With investors anticipating faster expansion and inflation from Trump's policies, the yield on the U.S. 10-year note — a bellwether of changes in mortgage rates — has jumped more than 35 basis points since the Nov. 8 presidential election, the biggest three-day increase since 2009.
A sustained surge in borrowing costs could further hinder first-time purchases at a time when rising values are already hurting affordability and pricing out buyers in many markets. What's more, the back-up in rates would leave the economy wanting of a boost from residential construction that's failed to contribute to growth for two consecutive quarters.
"It's not helpful at all for the housing market, and it also bears watching in terms of how bad it gets," said Scott Brown, chief economist at Raymond James Financial Inc. in St. Petersburg, Fla. The housing rebound "could be even more moderate than it has been."
Smaller, Cheaper
Larry Seay, who retired in March as chief financial officer of builder Meritage Homes Corp., said rising rates will also limit the ability of developers to raise prices, pinching margins. Buyers will look for smaller, cheaper homes and builders will probably look for opportunities to accommodate them, he said.
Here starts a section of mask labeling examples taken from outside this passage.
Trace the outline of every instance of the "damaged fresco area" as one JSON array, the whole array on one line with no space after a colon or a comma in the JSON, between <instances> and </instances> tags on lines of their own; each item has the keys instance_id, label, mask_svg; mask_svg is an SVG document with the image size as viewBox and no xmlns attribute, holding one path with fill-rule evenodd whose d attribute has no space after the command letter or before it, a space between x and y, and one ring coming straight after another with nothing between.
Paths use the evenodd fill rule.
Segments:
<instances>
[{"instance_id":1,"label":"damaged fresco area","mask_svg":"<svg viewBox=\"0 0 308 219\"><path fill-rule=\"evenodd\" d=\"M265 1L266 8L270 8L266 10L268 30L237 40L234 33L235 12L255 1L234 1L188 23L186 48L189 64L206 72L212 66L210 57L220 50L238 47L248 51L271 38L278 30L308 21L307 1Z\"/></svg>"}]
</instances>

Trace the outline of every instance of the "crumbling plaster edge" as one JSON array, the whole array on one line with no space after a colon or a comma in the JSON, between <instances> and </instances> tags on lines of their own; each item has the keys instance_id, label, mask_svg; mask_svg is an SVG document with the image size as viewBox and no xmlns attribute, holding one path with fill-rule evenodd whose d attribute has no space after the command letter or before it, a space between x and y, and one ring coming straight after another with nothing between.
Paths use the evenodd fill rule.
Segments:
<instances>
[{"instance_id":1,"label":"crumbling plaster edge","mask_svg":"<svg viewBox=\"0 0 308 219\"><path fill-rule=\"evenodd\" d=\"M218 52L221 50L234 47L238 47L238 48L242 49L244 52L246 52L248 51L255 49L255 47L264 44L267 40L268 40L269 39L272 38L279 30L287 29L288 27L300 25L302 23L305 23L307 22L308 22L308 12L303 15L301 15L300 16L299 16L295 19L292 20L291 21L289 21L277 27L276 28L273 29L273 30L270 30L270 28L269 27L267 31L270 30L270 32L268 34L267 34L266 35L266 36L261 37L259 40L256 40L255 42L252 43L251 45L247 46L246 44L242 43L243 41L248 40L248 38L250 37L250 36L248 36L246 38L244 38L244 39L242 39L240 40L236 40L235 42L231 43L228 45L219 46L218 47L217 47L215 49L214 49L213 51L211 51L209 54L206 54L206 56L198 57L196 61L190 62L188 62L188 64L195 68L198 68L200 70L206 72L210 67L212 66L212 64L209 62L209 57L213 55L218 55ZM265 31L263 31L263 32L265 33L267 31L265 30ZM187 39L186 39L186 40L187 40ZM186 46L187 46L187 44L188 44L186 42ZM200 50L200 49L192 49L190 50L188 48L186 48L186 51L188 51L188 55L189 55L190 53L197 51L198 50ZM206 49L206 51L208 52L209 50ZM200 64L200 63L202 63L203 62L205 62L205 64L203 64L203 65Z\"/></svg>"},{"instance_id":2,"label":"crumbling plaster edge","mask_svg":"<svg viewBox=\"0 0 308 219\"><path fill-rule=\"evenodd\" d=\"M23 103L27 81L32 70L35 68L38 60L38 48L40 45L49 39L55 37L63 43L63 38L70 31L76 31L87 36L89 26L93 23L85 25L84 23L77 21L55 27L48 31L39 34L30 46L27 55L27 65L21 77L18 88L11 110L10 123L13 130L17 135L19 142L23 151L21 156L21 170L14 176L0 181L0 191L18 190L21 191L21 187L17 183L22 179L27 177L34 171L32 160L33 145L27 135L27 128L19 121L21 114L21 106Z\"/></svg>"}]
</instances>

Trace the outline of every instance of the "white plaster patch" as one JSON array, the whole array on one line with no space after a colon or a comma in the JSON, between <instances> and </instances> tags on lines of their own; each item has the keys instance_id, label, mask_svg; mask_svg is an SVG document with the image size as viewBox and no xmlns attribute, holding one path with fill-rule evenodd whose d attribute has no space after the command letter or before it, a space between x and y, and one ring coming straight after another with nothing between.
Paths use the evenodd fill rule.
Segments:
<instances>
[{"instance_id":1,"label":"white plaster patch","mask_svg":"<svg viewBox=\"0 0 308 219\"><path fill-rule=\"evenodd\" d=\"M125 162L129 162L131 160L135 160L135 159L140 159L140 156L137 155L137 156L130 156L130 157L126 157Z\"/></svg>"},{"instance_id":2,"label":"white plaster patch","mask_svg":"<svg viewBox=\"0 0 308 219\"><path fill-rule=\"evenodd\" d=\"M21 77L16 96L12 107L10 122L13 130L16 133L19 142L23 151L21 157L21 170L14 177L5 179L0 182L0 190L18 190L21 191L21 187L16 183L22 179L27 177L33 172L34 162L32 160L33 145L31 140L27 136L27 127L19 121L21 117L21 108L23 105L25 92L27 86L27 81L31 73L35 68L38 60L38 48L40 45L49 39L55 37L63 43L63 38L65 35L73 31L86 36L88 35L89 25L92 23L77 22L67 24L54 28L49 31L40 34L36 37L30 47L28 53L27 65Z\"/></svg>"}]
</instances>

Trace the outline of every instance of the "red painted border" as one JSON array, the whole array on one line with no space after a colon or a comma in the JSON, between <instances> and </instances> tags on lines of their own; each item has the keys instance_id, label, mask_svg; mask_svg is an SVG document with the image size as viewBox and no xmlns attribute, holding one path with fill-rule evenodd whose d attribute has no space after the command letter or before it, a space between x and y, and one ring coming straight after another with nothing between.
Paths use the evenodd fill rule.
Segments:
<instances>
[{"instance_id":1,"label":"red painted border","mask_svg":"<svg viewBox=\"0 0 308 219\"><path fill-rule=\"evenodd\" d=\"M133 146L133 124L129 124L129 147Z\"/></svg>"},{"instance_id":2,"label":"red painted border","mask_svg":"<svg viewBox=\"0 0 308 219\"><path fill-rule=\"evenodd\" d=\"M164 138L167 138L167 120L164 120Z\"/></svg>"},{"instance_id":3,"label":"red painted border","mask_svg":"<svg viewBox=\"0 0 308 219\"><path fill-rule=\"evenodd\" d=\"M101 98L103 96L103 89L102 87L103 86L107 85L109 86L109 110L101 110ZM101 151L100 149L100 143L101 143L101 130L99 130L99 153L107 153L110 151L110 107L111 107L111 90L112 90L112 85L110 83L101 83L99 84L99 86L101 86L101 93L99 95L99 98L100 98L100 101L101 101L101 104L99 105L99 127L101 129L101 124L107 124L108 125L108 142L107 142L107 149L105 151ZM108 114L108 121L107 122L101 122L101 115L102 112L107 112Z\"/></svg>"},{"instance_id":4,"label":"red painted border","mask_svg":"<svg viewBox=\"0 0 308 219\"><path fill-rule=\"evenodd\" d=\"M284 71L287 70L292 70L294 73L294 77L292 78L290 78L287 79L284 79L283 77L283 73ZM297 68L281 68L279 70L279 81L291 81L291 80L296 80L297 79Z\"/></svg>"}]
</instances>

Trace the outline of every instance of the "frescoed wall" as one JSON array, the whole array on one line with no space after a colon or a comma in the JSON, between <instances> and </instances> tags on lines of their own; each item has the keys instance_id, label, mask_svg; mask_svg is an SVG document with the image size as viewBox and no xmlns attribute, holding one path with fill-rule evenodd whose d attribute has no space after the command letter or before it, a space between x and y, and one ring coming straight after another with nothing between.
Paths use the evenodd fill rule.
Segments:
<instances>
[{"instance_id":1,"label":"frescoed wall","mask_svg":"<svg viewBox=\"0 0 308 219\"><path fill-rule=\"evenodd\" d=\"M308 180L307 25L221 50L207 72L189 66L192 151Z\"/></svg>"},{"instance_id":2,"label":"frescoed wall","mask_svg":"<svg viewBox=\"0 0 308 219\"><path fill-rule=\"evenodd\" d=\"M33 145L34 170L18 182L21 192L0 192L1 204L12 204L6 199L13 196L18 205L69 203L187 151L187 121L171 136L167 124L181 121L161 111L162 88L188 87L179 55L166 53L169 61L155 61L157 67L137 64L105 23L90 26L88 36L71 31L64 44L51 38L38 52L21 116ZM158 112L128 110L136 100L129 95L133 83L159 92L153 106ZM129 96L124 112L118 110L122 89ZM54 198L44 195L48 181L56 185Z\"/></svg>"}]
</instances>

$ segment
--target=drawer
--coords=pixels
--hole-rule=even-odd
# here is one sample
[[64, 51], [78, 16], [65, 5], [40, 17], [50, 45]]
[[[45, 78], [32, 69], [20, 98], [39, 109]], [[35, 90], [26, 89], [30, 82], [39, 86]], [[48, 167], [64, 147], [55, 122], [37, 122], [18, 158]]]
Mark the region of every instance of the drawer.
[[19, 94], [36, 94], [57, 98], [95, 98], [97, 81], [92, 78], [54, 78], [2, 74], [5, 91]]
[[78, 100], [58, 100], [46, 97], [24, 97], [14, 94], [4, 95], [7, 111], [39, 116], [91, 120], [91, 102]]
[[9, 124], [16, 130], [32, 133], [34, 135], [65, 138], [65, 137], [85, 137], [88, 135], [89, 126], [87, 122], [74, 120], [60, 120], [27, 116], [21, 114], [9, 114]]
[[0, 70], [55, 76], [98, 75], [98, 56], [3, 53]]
"It's going to be incumbent on builders to manage cost better because they won't be able to pass on the cost increases with higher home prices," Seay said.
While mortgage rates remain near historical lows, action in funding markets is reminiscent of the so-called taper tantrum in 2013. That's when yields surged after then-Federal Reserve Chairman Ben Bernanke said that the central bank would soon start slowing the pace of bond purchases.
In August 2013, after mortgage rates climbed above 4.5%, sales of previously owned homes proceeded to fall nearly 8% by year-end. Existing-home purchases are tallied a month or two after a contract has been signed.
At the current rate, monthly borrowing costs for each $100,000 of a loan would be about $462, up marginally from $456 in mid-October when the 30-year mortgage was 3.62%.
First-Time Buyers
The nation's housing market has been grinding higher, helped by sturdy employment gains, nascent wage growth and attractive borrowing costs. A potential next leg up was first-time buyers. Higher mortgage rates that are sustained, however, would mean less buyer traffic of that segment of the market.
"First-time buyers look at the monthly total, at what they can afford, so if the mortgage is eaten up by a higher interest expense then there's less left over for price, for the principal," said Tom Simons, a senior economist at Jefferies LLC. "Buyers will be shopping in a lower price bracket, thus demand could shift a bit."
Home prices are currently rising about 5% on a year-over-year basis. That's kept an index of housing affordability hovering near the lowest level since the end of 2008, according to the National Association of Realtors.
Many buyers "are already stretching to begin with," said Sleder, the San Diego broker, who works at West Coast Mortgage. "If it continues in this direction, it's going to push more and more people out of the market."
"Eventually, if rates go up to where people are not putting offers in any more, sellers are going to lower their market price," he said.